Eighteen out of 22. That’s the record of Scott Phillips, Texas high school football coach. In 22 years of coaching, he took his teams to the playoffs in 18 of those seasons. While that may be impressive, it could have very easily been 21 of 22 seasons, but that’s part of the story.
Phillips was born in Kerrville, and the family lived in Junction. He was raised there and played football there until he graduated in 1970. He played running back and cornerback for the Eagles, but not so well that any colleges came calling.
Still, college was always in the plans.
“My parents wanted me and my brother to get a college education,“ Phillips said. “They wanted us to get a degree in business, but my passion was sports. My brother said he wanted to get a degree in physical education. When my parents didn’t object, I knew I wanted a physical ed degree, with a health minor.”
Phillips began his coaching career east of Beaumont at West Hardin High School as an assistant. After one year, one of his fellow associate coaches got a head coaching job at High Island on the Texas coast, and he brought Phillips along. There were two coaches on staff that year.
The team had a winning record, after only winning two games in the previous three years, so the district allowed them another assistant. After three years as an assistant, where High Island, a Class B team, lost the state championship to Wheeler, Phillips became the head coach.

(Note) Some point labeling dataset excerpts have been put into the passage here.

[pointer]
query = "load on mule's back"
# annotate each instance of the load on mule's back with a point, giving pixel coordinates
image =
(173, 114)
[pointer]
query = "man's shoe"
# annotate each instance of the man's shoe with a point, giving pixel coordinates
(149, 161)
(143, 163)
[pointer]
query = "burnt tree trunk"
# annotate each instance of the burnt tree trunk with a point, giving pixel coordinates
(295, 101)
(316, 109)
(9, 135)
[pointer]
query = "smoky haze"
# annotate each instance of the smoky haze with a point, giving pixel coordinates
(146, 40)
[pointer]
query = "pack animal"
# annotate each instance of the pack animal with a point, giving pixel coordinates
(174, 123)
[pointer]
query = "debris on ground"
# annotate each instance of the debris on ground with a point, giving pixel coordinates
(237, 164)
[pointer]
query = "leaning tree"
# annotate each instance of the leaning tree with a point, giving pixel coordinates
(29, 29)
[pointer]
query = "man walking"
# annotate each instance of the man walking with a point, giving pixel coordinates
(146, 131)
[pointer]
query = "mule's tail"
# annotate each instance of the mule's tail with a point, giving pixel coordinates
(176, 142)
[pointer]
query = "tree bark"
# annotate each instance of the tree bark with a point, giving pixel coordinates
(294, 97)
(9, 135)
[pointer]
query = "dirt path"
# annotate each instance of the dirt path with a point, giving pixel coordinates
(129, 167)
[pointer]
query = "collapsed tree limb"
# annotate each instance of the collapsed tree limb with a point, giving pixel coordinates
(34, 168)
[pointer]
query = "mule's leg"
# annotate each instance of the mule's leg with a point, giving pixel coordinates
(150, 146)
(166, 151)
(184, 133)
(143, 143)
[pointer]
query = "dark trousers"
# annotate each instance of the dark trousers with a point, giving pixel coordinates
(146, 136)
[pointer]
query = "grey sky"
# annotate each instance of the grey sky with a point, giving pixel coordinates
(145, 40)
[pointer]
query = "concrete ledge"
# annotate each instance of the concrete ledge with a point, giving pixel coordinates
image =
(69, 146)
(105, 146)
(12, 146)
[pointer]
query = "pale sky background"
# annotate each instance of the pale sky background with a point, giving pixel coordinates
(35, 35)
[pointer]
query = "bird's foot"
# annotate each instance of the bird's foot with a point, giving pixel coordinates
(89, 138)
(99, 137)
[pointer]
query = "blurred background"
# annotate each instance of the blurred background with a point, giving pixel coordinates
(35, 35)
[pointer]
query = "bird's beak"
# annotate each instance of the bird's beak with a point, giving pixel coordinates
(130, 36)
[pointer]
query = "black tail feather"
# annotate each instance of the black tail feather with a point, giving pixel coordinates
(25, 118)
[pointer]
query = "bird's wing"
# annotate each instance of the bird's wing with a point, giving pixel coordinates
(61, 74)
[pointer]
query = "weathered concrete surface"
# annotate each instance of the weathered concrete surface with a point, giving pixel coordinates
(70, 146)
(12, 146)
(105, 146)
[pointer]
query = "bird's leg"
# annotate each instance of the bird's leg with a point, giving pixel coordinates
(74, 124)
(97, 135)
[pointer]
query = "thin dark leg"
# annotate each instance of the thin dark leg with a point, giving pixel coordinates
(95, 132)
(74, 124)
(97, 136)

The first year as head coach, the Cardinals went 9-1 and tied for the district championship. Only one team qualified for the playoffs in those years, and a coin toss determined that the Cardinals would stay home. The next year, High Island again tied for a district title with a 9-1 record. This time, though, the deciding factor wasn’t a coin toss. Instead, the district had a new rule, and a point differential formula was used to determine district champ. The Cardinals lost out again.
The next three years, Phillips’ teams left nothing to chance, reaching the playoffs each year. In 1985, Class 2A Groveton called and Phillips moved his family there. The Groveton Indians had a good team, losing in the state playoffs to Electra on penetrations. They lost to Refugio, 0-0, in 1987, again on penetrations, then fell to Hughes Springs in the 1988 playoffs before winning it all in 1989 against Lorena.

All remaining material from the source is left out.